Leserbriefe

Angela Bäumle (Bad Säckingen)

Von Angela Bäumle (Bad Säckingen)

Di, 08. Oktober 2019

Bad Säckingen

BÜRGERMEISTERWAHL

Habe mich fast fremdgeschämt
Zur Berichterstattung über die BZ-Hautnah-Veranstaltung zur Bürgermeisterwahl in Bad Säckingen ("Im Ringen um die Gunst der Wähler" von Michael Krug, BZ vom 4. Oktober)

Beim Lesen des Artikels frage ich mich: Herr Krug, waren wir am 2. Oktober an derselben Veranstaltung? Wer Ihren Artikel liest und nicht persönlich in dieser Veranstaltung war, könnte meinen, beide Kandidaten haben sich gleich gut und ausführlich bei dieser Kandidatenbefragung geäußert. Hatten Sie Mitleid mit Herrn de Rosa oder ging es Ihnen so wie mir, dass ich mich fast fremdgeschämt habe bezüglich der wenig fundierten Aussagen und der sehr gefläzten Sitzhaltung des Herrn de Rosa? Zu fast allen Themen, die im Übrigen von Ihren beiden Kollegen gut vorbereitet und moderiert wurden, konnte Herr de Rosa wenig Qualifiziertes beisteuern.

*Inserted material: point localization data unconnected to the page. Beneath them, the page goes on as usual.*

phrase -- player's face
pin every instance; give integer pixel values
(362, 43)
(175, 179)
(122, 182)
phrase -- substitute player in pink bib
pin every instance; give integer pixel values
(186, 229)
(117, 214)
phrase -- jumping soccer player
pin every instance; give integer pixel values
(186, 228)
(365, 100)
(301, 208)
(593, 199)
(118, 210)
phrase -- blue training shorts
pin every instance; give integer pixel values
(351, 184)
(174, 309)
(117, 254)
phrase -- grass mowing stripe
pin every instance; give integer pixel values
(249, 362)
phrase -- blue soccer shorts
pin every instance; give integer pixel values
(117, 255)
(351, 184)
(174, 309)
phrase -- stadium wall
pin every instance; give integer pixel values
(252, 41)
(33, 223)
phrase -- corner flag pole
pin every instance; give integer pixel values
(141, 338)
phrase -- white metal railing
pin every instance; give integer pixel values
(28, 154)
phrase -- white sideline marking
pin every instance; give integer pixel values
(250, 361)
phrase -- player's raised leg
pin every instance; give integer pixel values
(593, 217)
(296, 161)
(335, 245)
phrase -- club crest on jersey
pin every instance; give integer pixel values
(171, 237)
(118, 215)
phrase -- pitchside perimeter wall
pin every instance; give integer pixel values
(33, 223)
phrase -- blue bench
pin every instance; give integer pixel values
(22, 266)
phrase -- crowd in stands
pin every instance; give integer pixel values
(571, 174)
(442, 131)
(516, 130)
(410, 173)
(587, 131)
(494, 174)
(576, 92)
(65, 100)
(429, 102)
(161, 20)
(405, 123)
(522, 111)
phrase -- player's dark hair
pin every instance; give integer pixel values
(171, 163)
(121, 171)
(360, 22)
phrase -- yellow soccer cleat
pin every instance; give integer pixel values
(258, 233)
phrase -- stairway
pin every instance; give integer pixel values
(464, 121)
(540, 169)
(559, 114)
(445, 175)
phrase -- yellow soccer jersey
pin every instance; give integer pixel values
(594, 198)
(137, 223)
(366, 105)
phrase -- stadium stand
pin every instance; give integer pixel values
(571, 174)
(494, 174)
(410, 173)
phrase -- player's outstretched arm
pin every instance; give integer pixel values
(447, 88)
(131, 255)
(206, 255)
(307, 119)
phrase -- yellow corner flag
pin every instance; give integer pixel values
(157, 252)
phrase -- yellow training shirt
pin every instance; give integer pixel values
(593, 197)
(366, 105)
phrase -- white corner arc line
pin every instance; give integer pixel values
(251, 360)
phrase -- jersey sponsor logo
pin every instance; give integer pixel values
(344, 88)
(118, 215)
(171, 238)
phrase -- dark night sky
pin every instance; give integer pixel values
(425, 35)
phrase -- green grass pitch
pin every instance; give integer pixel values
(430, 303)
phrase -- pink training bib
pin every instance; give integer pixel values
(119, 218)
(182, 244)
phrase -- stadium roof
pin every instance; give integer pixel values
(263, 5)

Er sprach ständig von "man müsste ...". Von einem amtierenden Stadtrat und ernstzunehmenden Bürgermeisterkandidaten erwarte ich da doch deutlich mehr.

Herr Guhl dagegen hat an diesem Abend sachlich, fundiert, ehrlich und engagiert zu allen Fragen ausführlich Stellung genommen. Meiner Meinung nach wird diese Diskrepanz in Ihrem Artikel nicht deutlich.

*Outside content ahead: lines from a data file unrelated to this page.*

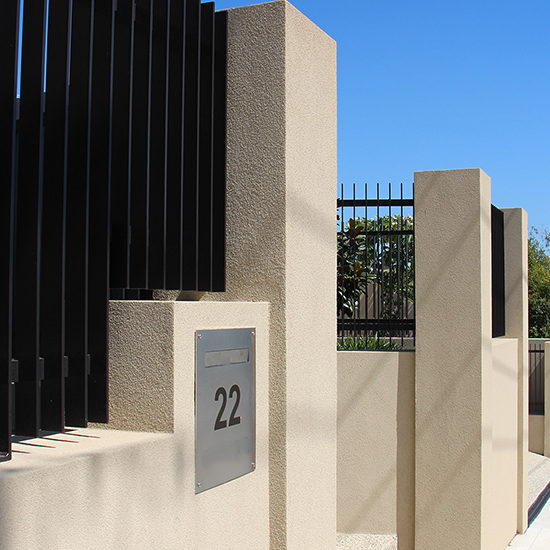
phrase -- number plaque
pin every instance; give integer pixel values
(225, 406)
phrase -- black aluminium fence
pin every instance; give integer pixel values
(376, 267)
(376, 270)
(113, 116)
(536, 377)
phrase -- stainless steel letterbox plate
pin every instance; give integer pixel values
(225, 406)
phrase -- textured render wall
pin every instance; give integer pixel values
(281, 248)
(311, 284)
(376, 444)
(517, 326)
(112, 489)
(453, 290)
(502, 498)
(147, 406)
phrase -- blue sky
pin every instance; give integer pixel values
(429, 85)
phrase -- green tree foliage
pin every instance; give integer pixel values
(387, 261)
(539, 284)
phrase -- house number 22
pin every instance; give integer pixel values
(233, 420)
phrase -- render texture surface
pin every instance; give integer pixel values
(110, 489)
(453, 290)
(517, 326)
(281, 248)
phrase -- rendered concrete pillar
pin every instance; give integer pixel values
(281, 248)
(453, 351)
(517, 326)
(546, 417)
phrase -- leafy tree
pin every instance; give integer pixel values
(539, 284)
(387, 261)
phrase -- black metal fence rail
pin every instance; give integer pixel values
(376, 268)
(536, 377)
(114, 177)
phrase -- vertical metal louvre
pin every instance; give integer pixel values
(114, 171)
(498, 285)
(9, 25)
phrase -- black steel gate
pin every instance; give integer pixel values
(113, 124)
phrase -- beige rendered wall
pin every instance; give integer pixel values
(517, 326)
(501, 501)
(281, 248)
(108, 489)
(453, 297)
(376, 444)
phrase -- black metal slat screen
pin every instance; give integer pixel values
(114, 163)
(536, 377)
(499, 292)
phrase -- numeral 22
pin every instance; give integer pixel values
(221, 392)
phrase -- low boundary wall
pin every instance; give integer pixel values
(114, 489)
(376, 444)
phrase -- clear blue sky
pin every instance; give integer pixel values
(430, 84)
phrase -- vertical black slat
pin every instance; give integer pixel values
(497, 245)
(157, 144)
(139, 175)
(219, 187)
(206, 150)
(174, 145)
(52, 298)
(120, 144)
(98, 261)
(193, 115)
(76, 316)
(9, 25)
(27, 241)
(413, 267)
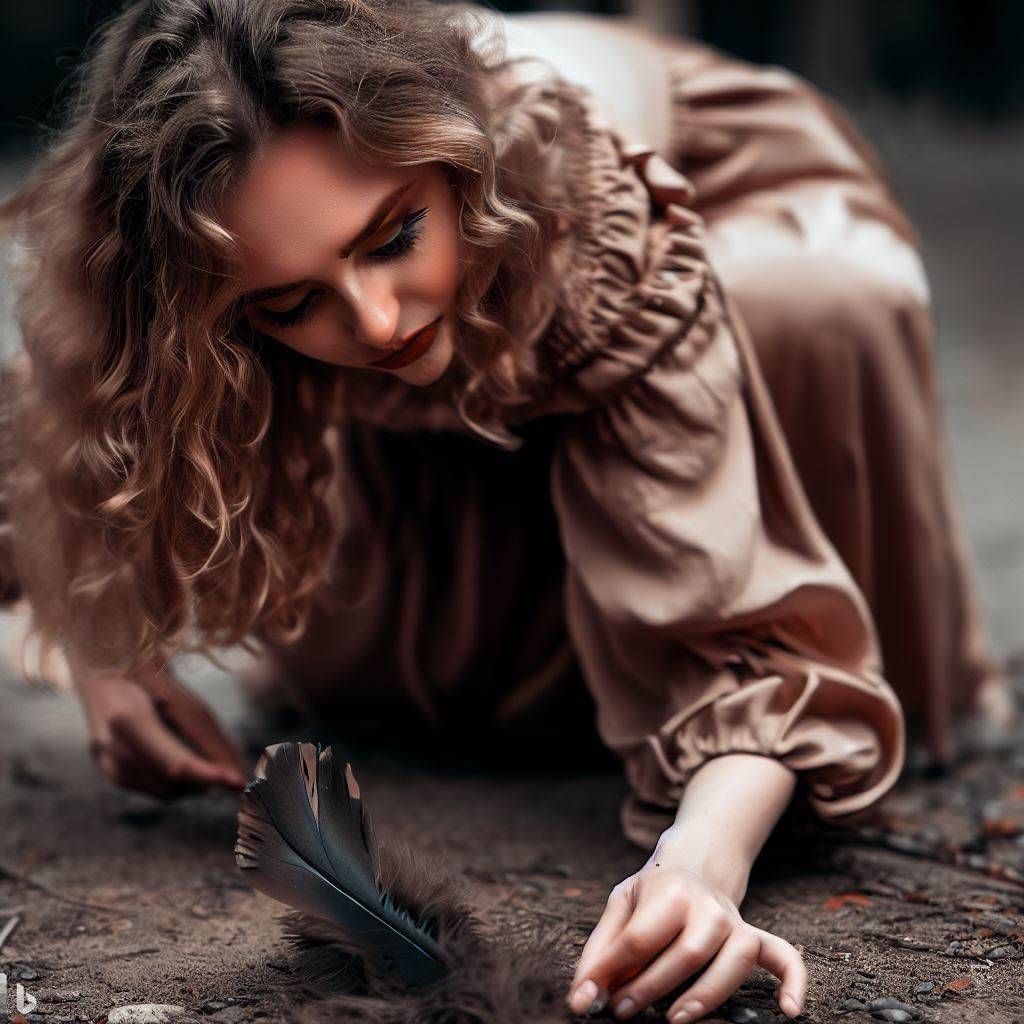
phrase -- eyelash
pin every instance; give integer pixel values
(406, 240)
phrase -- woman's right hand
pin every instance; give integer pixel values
(154, 735)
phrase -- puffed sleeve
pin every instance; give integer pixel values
(710, 612)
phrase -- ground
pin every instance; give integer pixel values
(123, 900)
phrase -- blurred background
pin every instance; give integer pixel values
(937, 87)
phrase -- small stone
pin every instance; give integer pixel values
(887, 1003)
(1000, 952)
(743, 1015)
(46, 996)
(146, 1013)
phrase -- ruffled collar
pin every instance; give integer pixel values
(632, 287)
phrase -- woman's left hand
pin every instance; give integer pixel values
(662, 925)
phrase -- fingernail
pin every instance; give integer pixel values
(583, 996)
(689, 1011)
(626, 1007)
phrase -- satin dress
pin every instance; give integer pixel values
(730, 525)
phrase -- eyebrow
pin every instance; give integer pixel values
(377, 218)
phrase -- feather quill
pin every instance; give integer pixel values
(305, 839)
(382, 936)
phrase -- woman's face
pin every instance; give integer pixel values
(345, 261)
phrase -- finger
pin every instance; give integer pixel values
(132, 774)
(616, 911)
(188, 715)
(172, 759)
(783, 960)
(693, 947)
(727, 972)
(650, 928)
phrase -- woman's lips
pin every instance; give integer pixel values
(413, 349)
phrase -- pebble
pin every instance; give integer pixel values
(146, 1013)
(47, 996)
(888, 1003)
(743, 1015)
(1000, 952)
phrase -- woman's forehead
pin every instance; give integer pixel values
(301, 193)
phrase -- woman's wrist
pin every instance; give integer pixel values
(729, 807)
(724, 865)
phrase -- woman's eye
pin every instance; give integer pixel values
(402, 242)
(289, 317)
(406, 238)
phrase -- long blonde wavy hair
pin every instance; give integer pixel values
(169, 476)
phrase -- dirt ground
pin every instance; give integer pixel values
(123, 900)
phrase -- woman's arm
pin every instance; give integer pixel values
(680, 911)
(709, 837)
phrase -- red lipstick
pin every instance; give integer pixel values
(412, 349)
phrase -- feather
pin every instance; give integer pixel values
(305, 840)
(381, 935)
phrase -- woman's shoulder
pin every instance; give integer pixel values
(616, 61)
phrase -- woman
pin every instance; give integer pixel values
(472, 392)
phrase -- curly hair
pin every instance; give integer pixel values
(171, 475)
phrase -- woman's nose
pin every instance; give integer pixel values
(373, 315)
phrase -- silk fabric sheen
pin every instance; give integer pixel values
(732, 506)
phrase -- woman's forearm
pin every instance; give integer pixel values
(729, 808)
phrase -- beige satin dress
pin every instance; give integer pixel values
(729, 527)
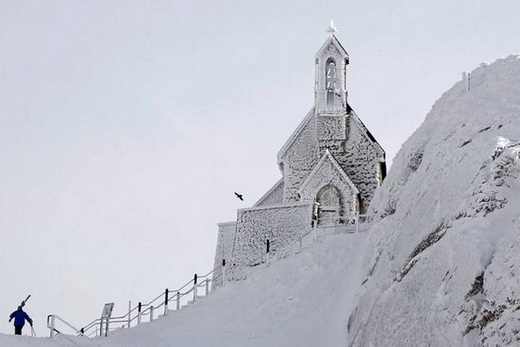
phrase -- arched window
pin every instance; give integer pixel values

Eigentlich bin ich sehr irritiert, mit welcher Selbstüberschätzung sich Herr de Rosa für solch ein Amt bewirbt und mit welch gezeigter geringer Kompetenz und dem bloßen "man müsste reden" glaubt, die Geschicke einer Stadt lenken zu können. Angela Bäumle, Bad Säckingen

VERBOTE IN BAD SÄCKINGEN

Wo bleibt Verständnis für die Jugendlichen?
Zu "Müll und Chaos an der Grillstelle" in Bad Säckingen zwischen Ruderclubareal und Fridolinsbrücke (Foto und Text in der BZ vom 4. Oktober)

Verbieten, zumachen, Bürgersteige hochklappen! Ich erkenne bei dem veröffentlichten Foto kein "Bild der Verwüstung", sondern lediglich einen Ort, der aussieht wie jeder zweite Grillplatz, bei dem die Mülleimer fehlen beziehungsweise nicht geleert werden. Nur dass dieser Platz eben von Jugendlichen angenommen wurde und an dem eben gefeiert wurde.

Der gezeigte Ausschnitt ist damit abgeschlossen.